Bitte nicht kitzeln!

„Kitzeln ist eine Form des Angriffs und kann ein Gefühl der Machtlosigkeit hervorrufen. Obwohl die meisten Kinder dabei lachen, kann es sich um eine explosive Freisetzung von Gefühlen wie Angst oder Hilflosigkeit handeln, die durch das Kitzeln verursacht werden.“ (Solter)

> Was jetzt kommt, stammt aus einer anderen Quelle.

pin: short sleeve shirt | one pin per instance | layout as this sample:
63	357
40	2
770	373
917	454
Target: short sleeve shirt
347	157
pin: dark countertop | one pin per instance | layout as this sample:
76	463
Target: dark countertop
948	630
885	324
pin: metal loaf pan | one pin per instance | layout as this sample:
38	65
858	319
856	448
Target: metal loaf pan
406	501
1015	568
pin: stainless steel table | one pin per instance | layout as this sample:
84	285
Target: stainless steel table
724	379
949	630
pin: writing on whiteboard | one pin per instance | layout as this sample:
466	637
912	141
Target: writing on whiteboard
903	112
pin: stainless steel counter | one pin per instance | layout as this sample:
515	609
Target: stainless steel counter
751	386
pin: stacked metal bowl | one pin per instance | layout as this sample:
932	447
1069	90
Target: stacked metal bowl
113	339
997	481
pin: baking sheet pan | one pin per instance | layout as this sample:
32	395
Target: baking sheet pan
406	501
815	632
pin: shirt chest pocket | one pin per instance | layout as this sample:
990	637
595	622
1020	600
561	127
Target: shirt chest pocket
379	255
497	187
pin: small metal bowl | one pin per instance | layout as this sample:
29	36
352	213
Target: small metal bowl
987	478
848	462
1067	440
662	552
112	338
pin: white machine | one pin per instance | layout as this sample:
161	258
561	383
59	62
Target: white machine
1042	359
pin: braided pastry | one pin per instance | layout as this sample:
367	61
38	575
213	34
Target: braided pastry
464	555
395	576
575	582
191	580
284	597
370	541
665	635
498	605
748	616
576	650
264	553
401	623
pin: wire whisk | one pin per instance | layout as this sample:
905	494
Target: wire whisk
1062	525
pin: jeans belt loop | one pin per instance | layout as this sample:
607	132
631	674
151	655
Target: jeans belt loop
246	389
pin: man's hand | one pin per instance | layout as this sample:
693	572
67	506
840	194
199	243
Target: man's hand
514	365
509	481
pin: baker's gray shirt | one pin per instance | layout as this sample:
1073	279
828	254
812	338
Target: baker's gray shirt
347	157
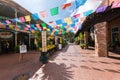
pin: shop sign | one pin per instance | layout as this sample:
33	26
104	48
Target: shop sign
23	48
6	34
44	42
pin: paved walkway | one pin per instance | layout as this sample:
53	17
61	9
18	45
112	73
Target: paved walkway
73	63
10	68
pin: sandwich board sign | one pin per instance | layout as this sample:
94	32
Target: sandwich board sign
23	49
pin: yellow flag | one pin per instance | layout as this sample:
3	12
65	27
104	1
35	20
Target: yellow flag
68	20
11	26
27	18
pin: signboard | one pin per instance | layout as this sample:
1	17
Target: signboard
56	40
23	48
6	34
44	42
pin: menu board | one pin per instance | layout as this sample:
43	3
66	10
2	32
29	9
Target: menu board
44	42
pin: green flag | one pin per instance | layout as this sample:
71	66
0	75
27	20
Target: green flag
54	11
43	25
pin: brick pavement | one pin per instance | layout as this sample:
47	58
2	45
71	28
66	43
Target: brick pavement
74	63
11	68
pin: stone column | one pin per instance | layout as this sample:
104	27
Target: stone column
101	46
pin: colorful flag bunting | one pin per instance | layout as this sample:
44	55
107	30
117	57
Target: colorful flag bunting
76	15
101	9
26	29
43	14
116	4
64	24
80	2
12	20
19	26
17	20
8	22
43	24
87	12
68	20
51	22
33	27
59	21
22	19
28	26
54	11
38	26
82	18
2	25
64	6
35	16
27	18
11	26
72	25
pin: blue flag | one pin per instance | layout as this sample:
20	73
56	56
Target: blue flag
87	12
33	26
80	3
59	21
35	16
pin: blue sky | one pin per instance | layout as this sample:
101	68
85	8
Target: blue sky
35	6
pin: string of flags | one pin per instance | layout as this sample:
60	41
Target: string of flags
67	24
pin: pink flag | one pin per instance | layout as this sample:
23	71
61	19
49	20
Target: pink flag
28	26
22	19
76	15
7	21
116	4
2	25
64	6
26	29
43	14
38	26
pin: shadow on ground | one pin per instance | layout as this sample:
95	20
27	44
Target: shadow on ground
53	71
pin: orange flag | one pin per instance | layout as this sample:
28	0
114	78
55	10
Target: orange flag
27	18
43	14
64	6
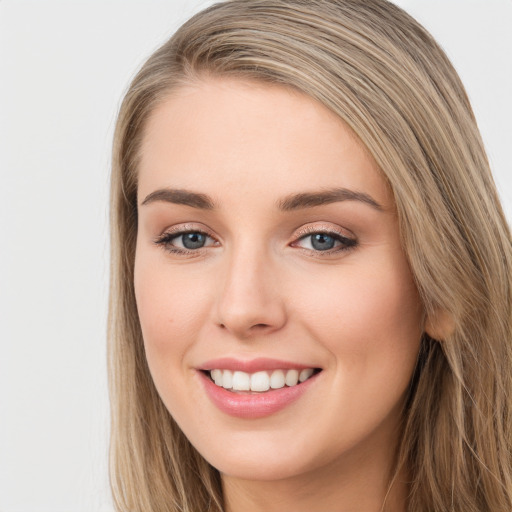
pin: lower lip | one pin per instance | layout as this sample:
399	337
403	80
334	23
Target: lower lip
254	405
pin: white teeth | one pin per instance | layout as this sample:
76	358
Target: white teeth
217	377
227	379
305	374
292	377
259	381
277	379
241	381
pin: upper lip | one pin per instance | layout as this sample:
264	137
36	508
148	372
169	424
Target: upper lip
251	366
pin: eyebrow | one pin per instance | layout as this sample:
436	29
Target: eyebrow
179	196
289	203
334	195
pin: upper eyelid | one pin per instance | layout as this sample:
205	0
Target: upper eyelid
298	233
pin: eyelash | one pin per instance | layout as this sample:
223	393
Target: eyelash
345	243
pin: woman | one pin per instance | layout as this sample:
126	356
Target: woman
311	286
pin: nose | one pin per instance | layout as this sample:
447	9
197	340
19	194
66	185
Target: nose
250	300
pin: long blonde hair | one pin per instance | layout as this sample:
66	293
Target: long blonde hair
383	74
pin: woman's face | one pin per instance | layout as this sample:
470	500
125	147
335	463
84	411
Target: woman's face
268	249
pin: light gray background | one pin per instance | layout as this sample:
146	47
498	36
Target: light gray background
63	68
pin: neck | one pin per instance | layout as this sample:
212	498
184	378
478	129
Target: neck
354	484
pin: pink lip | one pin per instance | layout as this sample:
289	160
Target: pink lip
254	405
255	365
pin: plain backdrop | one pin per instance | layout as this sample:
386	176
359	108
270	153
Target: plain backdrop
63	69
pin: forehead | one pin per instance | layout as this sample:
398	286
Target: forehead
226	134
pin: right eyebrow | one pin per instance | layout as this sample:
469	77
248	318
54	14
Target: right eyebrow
179	196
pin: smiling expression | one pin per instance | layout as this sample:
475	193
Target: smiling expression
268	241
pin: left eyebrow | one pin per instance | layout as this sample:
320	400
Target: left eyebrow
334	195
180	196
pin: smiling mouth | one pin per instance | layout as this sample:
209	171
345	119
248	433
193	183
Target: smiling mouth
261	381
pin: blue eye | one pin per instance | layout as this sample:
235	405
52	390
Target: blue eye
185	241
325	242
322	242
193	240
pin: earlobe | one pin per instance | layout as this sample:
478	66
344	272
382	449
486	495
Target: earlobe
440	325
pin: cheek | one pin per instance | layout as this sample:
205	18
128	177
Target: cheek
170	309
369	317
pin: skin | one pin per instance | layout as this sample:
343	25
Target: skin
258	288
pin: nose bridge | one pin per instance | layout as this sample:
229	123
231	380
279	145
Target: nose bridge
249	299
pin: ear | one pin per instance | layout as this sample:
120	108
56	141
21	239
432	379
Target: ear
440	325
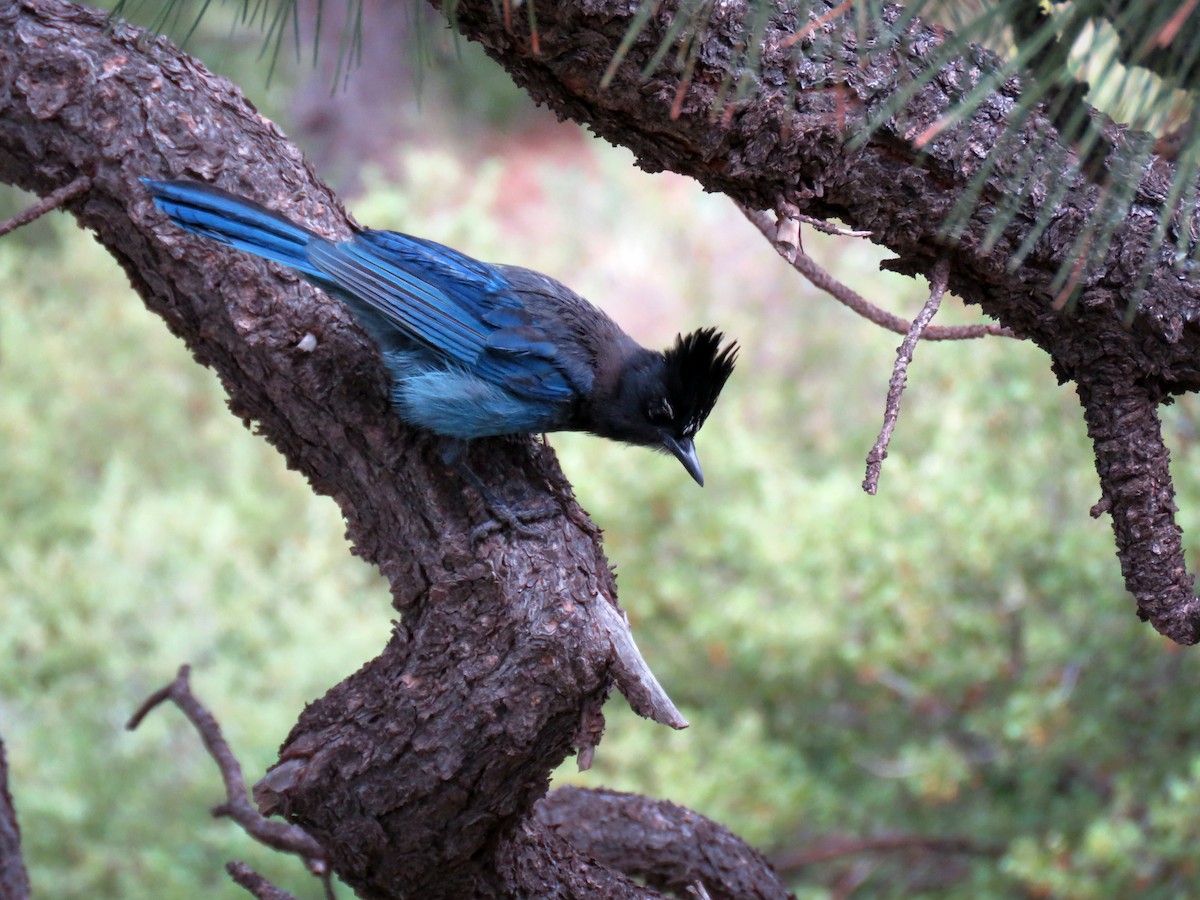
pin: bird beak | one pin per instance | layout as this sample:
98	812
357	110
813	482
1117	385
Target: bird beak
685	453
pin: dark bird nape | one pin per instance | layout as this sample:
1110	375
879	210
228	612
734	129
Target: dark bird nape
477	349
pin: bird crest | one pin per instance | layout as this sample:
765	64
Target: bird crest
696	370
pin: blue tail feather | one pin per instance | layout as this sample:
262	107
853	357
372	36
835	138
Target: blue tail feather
240	223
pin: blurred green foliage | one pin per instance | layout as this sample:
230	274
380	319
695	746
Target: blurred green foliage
953	658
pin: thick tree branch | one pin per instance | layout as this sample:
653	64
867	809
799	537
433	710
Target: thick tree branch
669	846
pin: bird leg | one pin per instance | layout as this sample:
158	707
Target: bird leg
503	514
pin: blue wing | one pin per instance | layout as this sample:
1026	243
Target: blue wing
460	310
457	307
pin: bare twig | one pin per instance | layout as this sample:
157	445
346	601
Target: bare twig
634	676
279	835
826	227
846	295
51	202
839	847
255	883
900	375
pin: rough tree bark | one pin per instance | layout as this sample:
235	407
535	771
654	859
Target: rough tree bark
419	773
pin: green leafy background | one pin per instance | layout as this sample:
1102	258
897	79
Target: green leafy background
953	658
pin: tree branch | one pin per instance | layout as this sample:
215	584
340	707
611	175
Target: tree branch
237	807
879	453
851	299
415	773
669	846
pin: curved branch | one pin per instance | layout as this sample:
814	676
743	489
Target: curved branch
671	847
415	773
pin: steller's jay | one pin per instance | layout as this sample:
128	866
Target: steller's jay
478	349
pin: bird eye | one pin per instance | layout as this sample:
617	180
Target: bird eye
660	412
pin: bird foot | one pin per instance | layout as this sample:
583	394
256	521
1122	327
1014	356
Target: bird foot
517	520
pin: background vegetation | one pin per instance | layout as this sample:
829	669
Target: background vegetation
954	658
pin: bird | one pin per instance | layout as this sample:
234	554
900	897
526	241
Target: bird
478	349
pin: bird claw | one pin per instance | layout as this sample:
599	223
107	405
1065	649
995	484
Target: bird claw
516	520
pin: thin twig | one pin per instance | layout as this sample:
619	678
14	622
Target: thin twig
255	883
837	849
846	295
279	835
825	226
900	375
51	202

Ich biete den Nestlingen stattdessen andere, liebevolle Formen des Körperkontaktes an. Ich tue so, als ob ich auf ihrem Rücken Pizza backe: Nach einer kleinen Massage, streiche ich imaginäre Tomatensauce auf und „belege“ ihre Rücken (während meine Finger unterschiedlich streicheln und klopfen). Sie mögen es aber auch gerne, wenn ich ihnen etwas auf den Rücken/ Bauch schreibe oder male, sie mit ihrem Arztkoffer verarzte oder sie „schminke“. Mit verschiedenen Pinseln und Fake-Schminke das Gesicht bearbeite.

Schlussgedanke

Das Buch Spielen schafft Nähe – Nähe löst Konflikte* von A. Solter ist eines meiner wertvollsten Bücher, mit dessen Hilfe wir schon viele Krisensituationen meistern und in gemeinsames Lachen umlenken konnten. Ich kann es allen Eltern, die sich gelegentlich mit ihren Kindern überfordert fühlen, nur wärmstens ans Herz legen. Denn ich persönlich bin noch heute erstaunt über die verblüffende Wirkung von den eigentlich so banalen Bindungsspielen und ich wünsche mir, dass sie noch viele, viele Familien zusammenschweißen!